La loi sur la souveraineté de l’Alberta est la promesse phare de Danielle Smith depuis qu’elle a annoncé cette intention en juin. Elle fait l’objet d’attaques de la part de la plupart des six autres candidats, donnant l’impression qu’elle est la favorite pour remplacer Jason Kenney en tant que chef du Parti conservateur uni et première ministre lors du dépouillement des votes le 6 octobre.

Mme Smith invoque que son projet de loi nécessaire pour contrer le gouvernement fédéral qui, selon elle, sape profondément le développement énergétique de l’Alberta.

La semaine dernière, l’Alberta a annoncé qu’elle s’attend à recevoir un montant record de 28,4 milliards $ en revenus de ressources non renouvelables au cours de la présente année budgétaire.

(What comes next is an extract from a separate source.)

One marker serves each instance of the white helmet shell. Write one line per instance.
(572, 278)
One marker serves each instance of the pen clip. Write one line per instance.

Mardi, Danielle Smith a réitéré qu’un gouvernement qu’elle dirigerait n’utiliserait la loi sur la souveraineté qu’avec parcimonie, sous réserve d’un vote libre des parlementaires, dans les situations où les droits constitutionnels auraient été violés.

Si le gouvernement fédéral n’aime pas son initiative, elle l’invite à poursuivre l’Alberta en justice. Elle assure que son plan ne consiste pas à quitter la Confédération, mais en fait, à la sauver.

« La restauration et la réaffirmation des droits provinciaux à travers le Canada protégeront toutes les provinces de la portée destructrice d’Ottawa, et sont probablement le seul moyen viable pour le Canada de rester une nation unifiée », a-t-elle écrit.

La semaine dernière, la lieutenante-gouverneure de l’Alberta, Salma Lakhani, a rappelé qu’elle avait le devoir de refuser de promulguer tout projet de loi contraire à la Constitution.

Le professeur de droit Martin Olszynski, de l’Université de Calgary, affirme que les provinces ont désormais le pouvoir de contester le gouvernement fédéral devant les tribunaux et peuvent demander des recours immédiats et des injonctions si nécessaire pendant que les affaires progressent dans le système judiciaire.

«Nous ne décidons pas de la constitutionnalité des lois par un vote populaire ou autre. Ce n’est pas ainsi que fonctionne une démocratie. C’est fondamentalement ce que Mme Smith rejette; elle ne veut pas qu’un tribunal indépendant prenne ces décisions, elle veut les prendre elle-même », selon le professeur Olszynski.

Son collègue Eric Adams, de l’Université de l’Alberta, pense que si l’Alberta veut commencer à ignorer la Constitution, l’affaire deviendrait une question de séparation ou de souveraineté-association, et devrait être traitée comme telle. «Ce sont des questions qui devraient être posées honnêtement, franchement et directement au public albertain», à son avis.

«L’idée qu’une personne qui gagne une course à la direction prenne le contrôle d’un parti et place ensuite une province sur la voie d’une sorte de quasi-indépendance est tout à fait sans précédent dans l’histoire constitutionnelle canadienne. À mon avis, c’est profondément antidémocratique », selon Eric Adams.